Hemingway no encaja en ninguno de los dos modelos. Él es la furia, el ímpetu y el coraje al borde del abismo pero siempre bajo un control que sólo hace posible la disciplina. Su lenguaje mesurado y sobrio es una manifestación de la vigilancia que ejercía sobre su vida y su escritura. Sus fotos no evocan la marginalidad que suelen evocar las de otros escritores importantes del siglo XX. No inspiran la debilidad enfermiza que se puede ver en las orejas afiladas y el mentón estrecho de Kafka, ni la gracia triste de payaso de Thomas Mann.

La mirada de Hemingway es segura, noble y atractiva.
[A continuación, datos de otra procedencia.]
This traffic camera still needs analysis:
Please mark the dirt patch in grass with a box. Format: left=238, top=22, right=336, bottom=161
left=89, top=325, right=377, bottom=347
Si se piensa en las íconos del siglo pasado, la figura de Fidel Castro es una de las más imponentes. Pero el respeto que infunde un Castro alto y barbado en uniforme militar dispuesto a desafiar la autoridad de la potencia dominante palidece al posar en los años 60 junto a un Hemingway al que los años sólo le hicieron los ojos más profundos.
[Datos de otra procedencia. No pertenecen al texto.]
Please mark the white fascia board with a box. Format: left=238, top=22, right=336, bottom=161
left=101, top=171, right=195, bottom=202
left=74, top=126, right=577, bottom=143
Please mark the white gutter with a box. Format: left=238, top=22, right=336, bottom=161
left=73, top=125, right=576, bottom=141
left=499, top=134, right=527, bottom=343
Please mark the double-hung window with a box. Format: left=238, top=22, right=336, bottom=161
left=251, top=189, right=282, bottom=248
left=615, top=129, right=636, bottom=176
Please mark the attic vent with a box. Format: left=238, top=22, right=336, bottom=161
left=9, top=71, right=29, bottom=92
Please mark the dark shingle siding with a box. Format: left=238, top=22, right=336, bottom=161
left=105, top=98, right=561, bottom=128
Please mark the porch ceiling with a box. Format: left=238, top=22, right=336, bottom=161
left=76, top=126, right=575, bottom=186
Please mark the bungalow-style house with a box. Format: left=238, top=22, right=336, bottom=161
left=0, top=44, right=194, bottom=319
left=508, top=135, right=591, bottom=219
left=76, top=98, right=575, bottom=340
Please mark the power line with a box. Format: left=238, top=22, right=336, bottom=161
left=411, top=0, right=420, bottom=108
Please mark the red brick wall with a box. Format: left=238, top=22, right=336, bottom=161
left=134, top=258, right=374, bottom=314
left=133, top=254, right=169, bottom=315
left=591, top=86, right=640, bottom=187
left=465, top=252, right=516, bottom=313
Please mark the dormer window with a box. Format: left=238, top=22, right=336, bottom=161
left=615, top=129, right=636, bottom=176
Hoy no parece haber muchos escritores con ganas de posar de dandis o malditos y, salvo por la tendencia al blazer con bluyín, la mayoría de escritores jóvenes podría pasar por cualquier otra cosa. Tampoco parecen pasar demasiado tiempo rodeados de libros en frenesí de lectores incansables. Me los imagino más bien leyendo un par de capítulos de algún libro por la tarde y luego saliendo a caminar hasta algún restaurante con su pareja o algún amigo. Dan la impresión de hacer en sus ratos libres lo mismo que el resto de la gente: ver películas, tomar cerveza en bares y jugar fútbol. Se supone que eso está bien. Lo importante de un escritor son sus libros y su vida debería ser irrelevante. Pero la lectura se disfruta más si el autor es atractivo también como persona. Así es más fácil releerlo y aprender de sus mejores pasajes. Esto es aún más cierto con Hemingway. Después de leerlo, queremos ser como él. Nos gustaría haber peleado en la Primera Guerra Mundial y habernos unido a las fuerzas republicanas para combatir a Franco. Queremos ser amados por bellas mujeres de carácter fuerte y sobre todo escribir bien sobre la guerra. Una lectura de Hemingway renueva la dignidad y las ganas de hacer algo con el tiempo.
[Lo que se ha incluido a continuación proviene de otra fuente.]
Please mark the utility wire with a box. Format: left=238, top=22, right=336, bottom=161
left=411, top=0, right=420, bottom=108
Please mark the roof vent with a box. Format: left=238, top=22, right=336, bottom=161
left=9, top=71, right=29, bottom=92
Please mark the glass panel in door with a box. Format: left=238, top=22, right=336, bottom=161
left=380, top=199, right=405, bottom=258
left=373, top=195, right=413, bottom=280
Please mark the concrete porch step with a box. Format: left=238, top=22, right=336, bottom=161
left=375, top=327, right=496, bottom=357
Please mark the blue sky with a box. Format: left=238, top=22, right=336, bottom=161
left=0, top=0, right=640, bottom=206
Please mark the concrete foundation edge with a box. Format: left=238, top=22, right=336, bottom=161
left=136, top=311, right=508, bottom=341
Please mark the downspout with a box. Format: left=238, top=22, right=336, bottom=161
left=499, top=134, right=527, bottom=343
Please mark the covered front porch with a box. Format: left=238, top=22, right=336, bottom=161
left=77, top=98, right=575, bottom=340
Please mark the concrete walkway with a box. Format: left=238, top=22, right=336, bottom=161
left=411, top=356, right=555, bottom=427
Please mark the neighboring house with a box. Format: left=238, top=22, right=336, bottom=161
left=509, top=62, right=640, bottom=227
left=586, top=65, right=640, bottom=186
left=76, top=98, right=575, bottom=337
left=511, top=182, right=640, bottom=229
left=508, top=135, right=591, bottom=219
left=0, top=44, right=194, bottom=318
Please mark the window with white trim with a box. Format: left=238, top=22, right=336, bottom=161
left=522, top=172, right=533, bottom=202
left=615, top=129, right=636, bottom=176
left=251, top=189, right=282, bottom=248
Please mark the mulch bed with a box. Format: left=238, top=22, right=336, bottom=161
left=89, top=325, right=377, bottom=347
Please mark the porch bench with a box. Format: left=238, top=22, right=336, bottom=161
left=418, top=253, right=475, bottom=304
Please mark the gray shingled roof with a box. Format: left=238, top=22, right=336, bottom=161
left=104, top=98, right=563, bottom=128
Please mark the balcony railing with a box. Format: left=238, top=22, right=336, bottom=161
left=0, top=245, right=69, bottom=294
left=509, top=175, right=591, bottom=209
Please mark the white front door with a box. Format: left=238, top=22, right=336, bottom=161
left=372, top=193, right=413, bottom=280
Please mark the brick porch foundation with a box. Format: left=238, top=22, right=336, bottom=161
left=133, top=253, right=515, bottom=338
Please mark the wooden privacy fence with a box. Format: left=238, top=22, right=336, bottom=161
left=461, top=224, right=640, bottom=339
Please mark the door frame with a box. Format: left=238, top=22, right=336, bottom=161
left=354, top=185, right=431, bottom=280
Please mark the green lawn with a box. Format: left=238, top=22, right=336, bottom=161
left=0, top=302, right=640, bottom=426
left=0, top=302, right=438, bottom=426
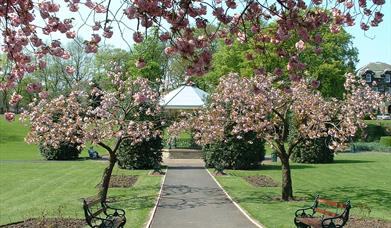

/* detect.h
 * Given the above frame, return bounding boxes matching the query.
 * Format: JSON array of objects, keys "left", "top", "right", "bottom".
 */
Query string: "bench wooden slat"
[
  {"left": 84, "top": 197, "right": 100, "bottom": 207},
  {"left": 297, "top": 218, "right": 322, "bottom": 228},
  {"left": 318, "top": 199, "right": 346, "bottom": 208},
  {"left": 314, "top": 207, "right": 337, "bottom": 217},
  {"left": 92, "top": 208, "right": 104, "bottom": 217}
]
Se especula que se suicidó cuando la edad lo hizo impotente. No es difícil entender que alguien como él que siempre se ufanó de su virilidad y su actitud temeraria terminara por matarse al sentirse envejecer. Pero no lo vemos arrastrado a la locura por la desesperación y disparando la escopeta en un arrebato momentáneo. Más bien nos lo imaginamos fumando con calma el último tabaco en la sala de su casa mientras oye a Louis Armstrong y piensa en el mar de Cuba. Está decepcionado pero no deprimido. Dispara la primera vez y no ocurre nada. Sonríe y piensa que no siempre es uno quien decide sobre su vida. Pero vuelve a intentarlo, esta vez con éxito. No me atraen los poetas malditos ni los escritores que se pasaron la vida metidos en una biblioteca. Prefiero la vida de Hemingway y su esfuerzo continuo para lograr una buena escritura. Sus libros son una buena manera de recordarse que la disciplina y el arrojo son la única manera de correr al borde del abismo y no caerse. Aunque a veces haya que tirarse.